Parsing
Core Concept
Parsing is the task of predicting a syntactic structure over a sentence—typically a tree that represents constituency (phrase structure) or dependency (head–dependent relations). The output is a rooted tree whose nodes or arcs are labeled (e.g. NP, VP, or subject, object). Valid outputs must satisfy grammatical constraints (e.g. well-formed brackets, single head per word), so parsing is both a structured prediction problem and a constrained decoding problem. Models are trained on treebanks (sentences with gold trees) and evaluated by how well predicted trees match gold (attachment scores, bracket F1). Parsing supports downstream tasks such as information extraction, question answering, and machine translation.
Key Characteristics
- Tree-shaped output – Output is a tree (constituency: nested phrases; dependency: directed arcs from heads to dependents). The space of valid trees is defined by a grammar or dependency rules, so decoding must produce only valid structures.

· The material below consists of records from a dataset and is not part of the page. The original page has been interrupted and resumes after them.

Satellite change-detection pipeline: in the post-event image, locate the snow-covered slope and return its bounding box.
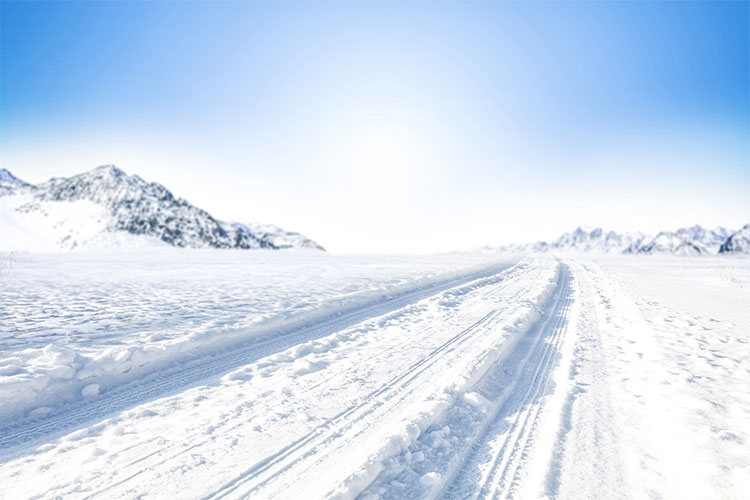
[498,225,732,255]
[675,224,732,253]
[638,231,708,255]
[550,227,646,253]
[719,224,750,253]
[0,165,322,250]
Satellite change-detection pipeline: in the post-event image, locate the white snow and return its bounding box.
[0,254,750,500]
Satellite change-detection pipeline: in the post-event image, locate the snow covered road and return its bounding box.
[0,256,750,500]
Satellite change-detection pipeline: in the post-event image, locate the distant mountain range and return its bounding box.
[497,224,750,255]
[0,165,323,250]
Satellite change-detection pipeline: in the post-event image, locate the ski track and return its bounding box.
[0,264,511,460]
[0,257,750,500]
[188,262,540,500]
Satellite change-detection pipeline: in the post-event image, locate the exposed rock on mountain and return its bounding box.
[719,224,750,254]
[498,225,744,255]
[0,165,322,250]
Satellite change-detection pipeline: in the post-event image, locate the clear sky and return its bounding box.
[0,0,750,252]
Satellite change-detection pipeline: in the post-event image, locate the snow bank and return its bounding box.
[0,250,507,423]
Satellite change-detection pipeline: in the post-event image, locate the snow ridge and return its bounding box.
[497,225,750,255]
[719,224,750,254]
[0,165,323,250]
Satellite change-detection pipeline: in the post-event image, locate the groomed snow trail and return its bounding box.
[0,264,509,459]
[0,256,750,500]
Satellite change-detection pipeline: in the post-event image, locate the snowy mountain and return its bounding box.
[637,231,708,255]
[675,224,732,253]
[498,225,732,255]
[0,165,322,250]
[0,168,29,196]
[719,224,750,254]
[550,227,646,253]
[499,227,647,253]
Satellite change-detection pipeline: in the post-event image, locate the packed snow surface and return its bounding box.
[0,249,750,500]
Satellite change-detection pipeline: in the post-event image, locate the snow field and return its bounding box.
[0,254,750,500]
[0,249,508,427]
[0,259,559,498]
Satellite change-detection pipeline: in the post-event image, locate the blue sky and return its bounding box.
[0,1,750,252]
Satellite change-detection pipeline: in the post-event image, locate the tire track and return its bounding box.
[437,263,572,498]
[202,266,536,500]
[0,264,526,461]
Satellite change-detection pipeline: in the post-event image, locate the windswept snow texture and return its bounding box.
[0,165,323,251]
[0,251,750,500]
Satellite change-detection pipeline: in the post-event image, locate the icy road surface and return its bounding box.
[0,252,750,500]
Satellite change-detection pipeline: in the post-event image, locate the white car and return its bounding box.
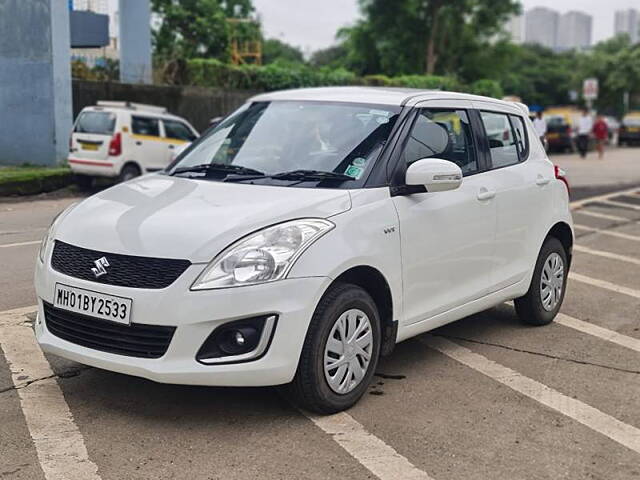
[67,101,198,185]
[35,87,573,413]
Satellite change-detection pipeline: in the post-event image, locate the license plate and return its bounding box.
[53,283,133,325]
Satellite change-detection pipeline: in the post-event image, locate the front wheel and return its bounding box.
[288,284,381,414]
[514,237,569,325]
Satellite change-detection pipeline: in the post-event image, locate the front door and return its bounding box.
[394,102,496,324]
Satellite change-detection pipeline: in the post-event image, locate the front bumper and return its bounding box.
[35,261,331,386]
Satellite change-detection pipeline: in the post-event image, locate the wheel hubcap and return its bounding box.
[540,252,564,312]
[324,309,373,395]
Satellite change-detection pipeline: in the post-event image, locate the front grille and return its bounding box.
[51,240,191,288]
[44,302,176,358]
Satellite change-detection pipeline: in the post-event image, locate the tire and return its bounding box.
[118,163,141,182]
[514,237,569,326]
[74,175,95,191]
[286,283,381,414]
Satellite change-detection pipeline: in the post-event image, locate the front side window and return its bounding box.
[163,120,196,142]
[168,101,400,188]
[480,112,520,168]
[73,112,116,135]
[131,116,160,137]
[403,109,478,175]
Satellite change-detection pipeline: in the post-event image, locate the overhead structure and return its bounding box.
[0,0,72,165]
[119,0,153,83]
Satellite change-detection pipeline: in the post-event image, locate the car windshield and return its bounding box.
[167,101,400,188]
[74,112,116,135]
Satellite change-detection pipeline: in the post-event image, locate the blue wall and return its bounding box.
[0,0,72,165]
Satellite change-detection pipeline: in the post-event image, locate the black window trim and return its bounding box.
[476,108,531,171]
[386,106,486,196]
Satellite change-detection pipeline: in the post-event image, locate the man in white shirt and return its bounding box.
[578,108,593,158]
[533,112,547,144]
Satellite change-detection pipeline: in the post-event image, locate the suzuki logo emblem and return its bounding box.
[91,257,109,278]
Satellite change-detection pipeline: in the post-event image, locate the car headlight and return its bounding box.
[191,218,335,290]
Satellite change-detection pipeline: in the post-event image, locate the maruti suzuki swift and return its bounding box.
[35,87,573,413]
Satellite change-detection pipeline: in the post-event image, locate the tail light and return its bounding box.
[109,132,122,157]
[553,165,571,194]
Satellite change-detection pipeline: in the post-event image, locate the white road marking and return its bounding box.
[303,412,432,480]
[573,245,640,265]
[420,335,640,453]
[569,272,640,298]
[600,200,640,210]
[554,313,640,353]
[570,187,640,209]
[573,224,640,242]
[0,307,100,480]
[573,208,631,222]
[0,240,42,248]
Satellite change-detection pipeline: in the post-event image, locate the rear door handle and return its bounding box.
[536,175,551,187]
[478,187,496,201]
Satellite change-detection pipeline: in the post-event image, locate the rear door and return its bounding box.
[474,103,554,291]
[70,110,116,162]
[125,114,167,172]
[162,118,197,166]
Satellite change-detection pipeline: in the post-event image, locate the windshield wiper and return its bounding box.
[269,170,355,181]
[170,163,264,176]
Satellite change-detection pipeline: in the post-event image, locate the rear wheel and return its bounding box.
[515,237,569,325]
[288,284,381,414]
[119,163,141,182]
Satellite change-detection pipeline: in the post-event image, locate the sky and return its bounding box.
[253,0,640,54]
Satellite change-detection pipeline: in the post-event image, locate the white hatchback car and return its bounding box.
[67,101,198,185]
[35,87,573,413]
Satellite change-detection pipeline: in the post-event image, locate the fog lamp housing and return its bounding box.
[196,315,278,365]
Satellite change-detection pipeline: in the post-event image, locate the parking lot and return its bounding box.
[0,150,640,480]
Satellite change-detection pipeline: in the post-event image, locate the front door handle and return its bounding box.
[478,187,496,201]
[536,175,551,187]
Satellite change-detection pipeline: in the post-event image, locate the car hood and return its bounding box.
[54,174,351,263]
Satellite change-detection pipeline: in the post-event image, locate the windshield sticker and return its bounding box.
[344,165,364,180]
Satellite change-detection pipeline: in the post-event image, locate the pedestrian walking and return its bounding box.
[593,115,609,160]
[578,108,593,158]
[533,112,547,146]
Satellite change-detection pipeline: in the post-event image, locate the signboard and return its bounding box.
[582,78,598,100]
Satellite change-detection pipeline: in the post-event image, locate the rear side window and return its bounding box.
[404,109,478,175]
[509,115,529,162]
[480,112,520,168]
[73,112,116,135]
[131,116,160,137]
[163,120,196,142]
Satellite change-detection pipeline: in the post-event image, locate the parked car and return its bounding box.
[618,112,640,146]
[35,87,574,413]
[68,101,198,186]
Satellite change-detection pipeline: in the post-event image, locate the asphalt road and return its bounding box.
[0,150,640,480]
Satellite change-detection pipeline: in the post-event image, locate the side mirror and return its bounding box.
[405,158,462,192]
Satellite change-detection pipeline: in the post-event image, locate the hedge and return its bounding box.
[186,59,502,98]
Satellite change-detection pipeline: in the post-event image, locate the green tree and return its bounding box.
[339,0,520,75]
[151,0,254,60]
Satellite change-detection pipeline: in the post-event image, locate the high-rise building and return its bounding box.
[613,9,640,43]
[556,11,593,50]
[504,15,524,44]
[524,7,560,48]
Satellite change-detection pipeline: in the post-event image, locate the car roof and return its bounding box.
[250,87,528,111]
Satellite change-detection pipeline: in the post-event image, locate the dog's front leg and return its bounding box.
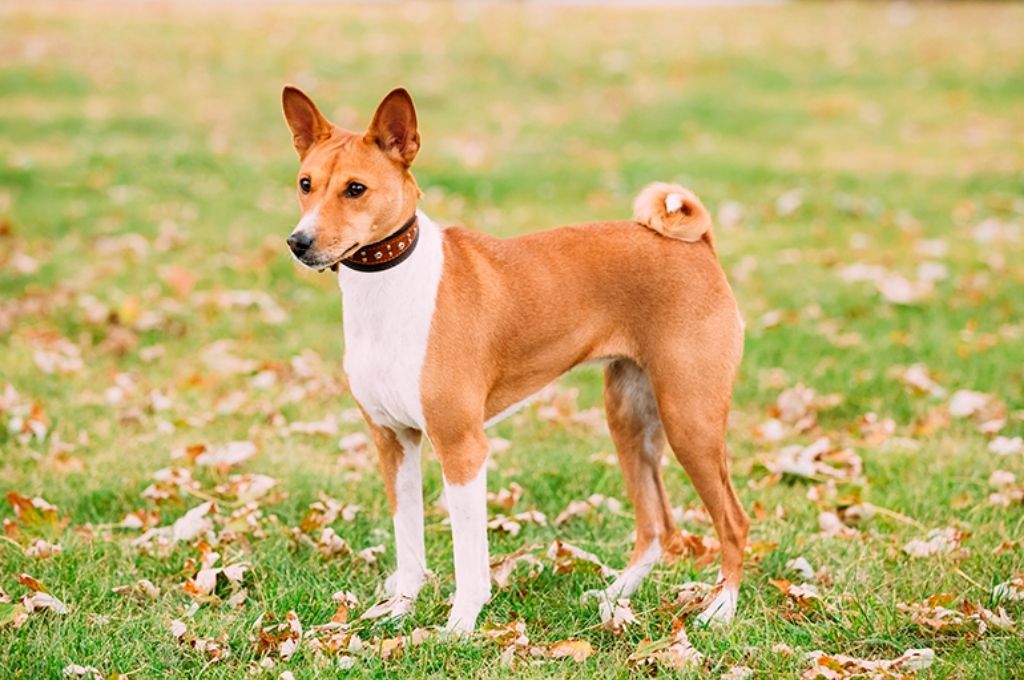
[362,428,429,619]
[434,428,490,633]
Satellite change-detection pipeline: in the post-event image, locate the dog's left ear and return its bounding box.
[366,87,420,168]
[281,85,331,161]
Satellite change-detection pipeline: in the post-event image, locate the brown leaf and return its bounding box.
[548,640,594,664]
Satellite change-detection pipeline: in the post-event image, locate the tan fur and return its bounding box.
[285,90,749,602]
[633,182,711,243]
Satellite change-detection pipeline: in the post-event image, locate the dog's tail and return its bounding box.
[633,182,715,248]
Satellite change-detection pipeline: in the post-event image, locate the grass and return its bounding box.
[0,3,1024,678]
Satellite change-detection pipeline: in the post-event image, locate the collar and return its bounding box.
[341,213,420,271]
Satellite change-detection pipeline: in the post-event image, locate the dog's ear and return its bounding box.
[366,87,420,168]
[281,85,331,161]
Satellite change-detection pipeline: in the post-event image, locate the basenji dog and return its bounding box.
[283,86,750,632]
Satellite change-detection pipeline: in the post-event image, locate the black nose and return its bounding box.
[288,231,313,257]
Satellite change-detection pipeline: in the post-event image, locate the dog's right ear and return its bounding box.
[281,85,331,161]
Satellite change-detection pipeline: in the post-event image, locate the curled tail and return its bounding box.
[633,182,715,248]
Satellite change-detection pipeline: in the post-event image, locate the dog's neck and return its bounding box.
[341,212,420,272]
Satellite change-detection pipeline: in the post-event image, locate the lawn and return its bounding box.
[0,2,1024,678]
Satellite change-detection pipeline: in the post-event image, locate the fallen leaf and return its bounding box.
[548,640,594,664]
[800,649,935,680]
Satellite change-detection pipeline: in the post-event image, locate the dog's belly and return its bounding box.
[338,213,444,430]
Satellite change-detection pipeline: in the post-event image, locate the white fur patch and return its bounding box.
[483,390,543,428]
[599,538,662,602]
[292,204,319,239]
[338,212,444,430]
[444,465,490,633]
[392,437,427,599]
[665,194,683,212]
[360,435,429,620]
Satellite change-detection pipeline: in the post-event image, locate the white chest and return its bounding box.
[338,213,444,430]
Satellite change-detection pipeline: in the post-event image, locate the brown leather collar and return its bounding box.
[341,213,420,271]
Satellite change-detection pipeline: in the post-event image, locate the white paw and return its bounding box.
[384,571,398,597]
[580,584,628,605]
[443,593,490,634]
[696,586,739,626]
[359,595,416,621]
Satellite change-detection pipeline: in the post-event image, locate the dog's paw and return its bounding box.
[359,595,416,621]
[378,571,398,598]
[696,586,739,626]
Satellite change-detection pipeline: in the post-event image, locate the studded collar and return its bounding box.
[341,213,420,271]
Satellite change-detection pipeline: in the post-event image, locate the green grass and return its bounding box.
[0,3,1024,678]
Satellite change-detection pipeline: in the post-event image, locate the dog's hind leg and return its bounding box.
[597,358,676,603]
[652,362,750,624]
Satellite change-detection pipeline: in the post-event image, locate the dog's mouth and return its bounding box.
[307,243,361,273]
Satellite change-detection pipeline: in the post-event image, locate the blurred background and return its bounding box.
[0,0,1024,677]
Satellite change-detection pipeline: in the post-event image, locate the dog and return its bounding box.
[282,86,750,633]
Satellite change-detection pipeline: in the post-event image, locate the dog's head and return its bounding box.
[282,85,420,270]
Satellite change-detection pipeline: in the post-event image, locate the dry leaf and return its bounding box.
[548,640,594,664]
[548,541,617,579]
[903,526,970,558]
[490,545,544,588]
[800,649,935,680]
[629,619,705,671]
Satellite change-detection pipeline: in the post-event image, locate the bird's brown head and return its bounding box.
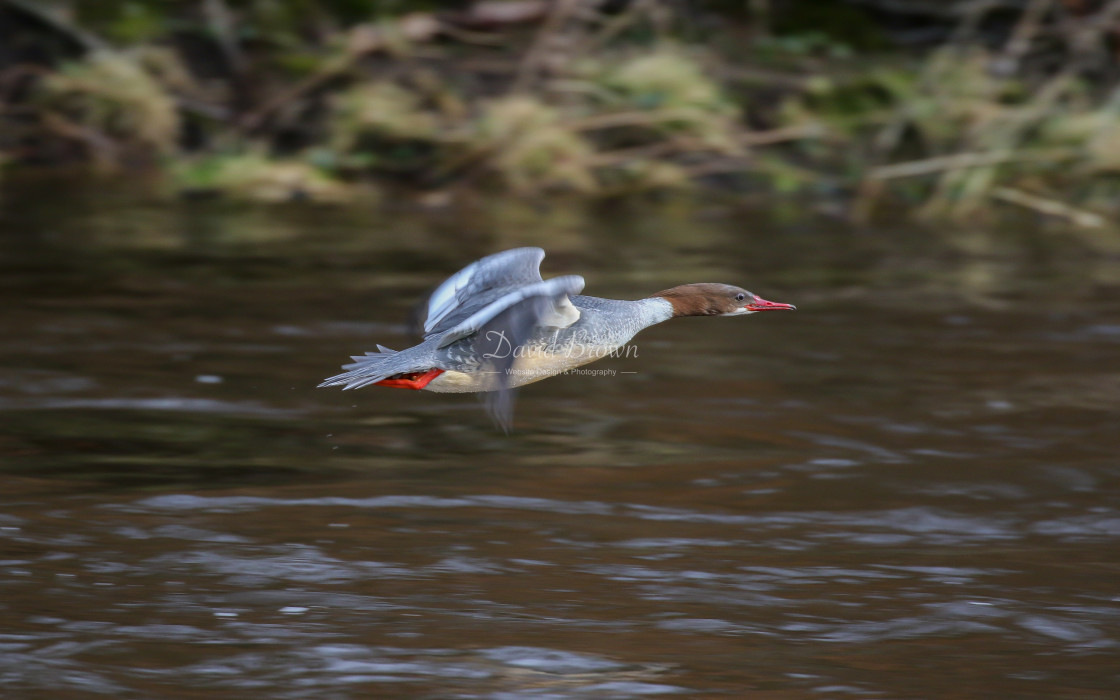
[651,282,796,317]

- Global structure – Decisions are globally constrained (e.g. every word has exactly one head in dependency parsing; brackets must nest in constituency). Local classifiers or scorers are combined with dynamic programming or transition systems to enforce validity.
- Two main formalisms – Constituency parsing produces phrase-structure trees (e.g. NP, VP, S); dependency parsing produces trees of head–dependent arcs, one head per word (except root). Conversion between them is possible but not trivial.
- Decoding – Constituency: CKY or chart parsing with a context-free grammar; dependency: dynamic programming (e.g. Eisner) for projective trees, or transition-based (shift-reduce, arc-standard) for general trees. Neural parsers often use transition-based decoding with learned policies.
Common Applications
- Constituency (phrase-structure) parsing – Producing nested phrase brackets and nonterminal labels (e.g. Penn Treebank style); used in grammar checking, extraction of phrase-level semantics.
- Dependency parsing – Producing head–dependent arcs and relation types; used in many NLP pipelines (relation extraction, semantic role labeling, MT).
- Semantic parsing – Mapping sentences to meaning representations (e.g. logical form, AMR); output may be a tree or graph.
- Code parsing – Producing ASTs (abstract syntax trees) for source code; supports refactoring, analysis, and code generation.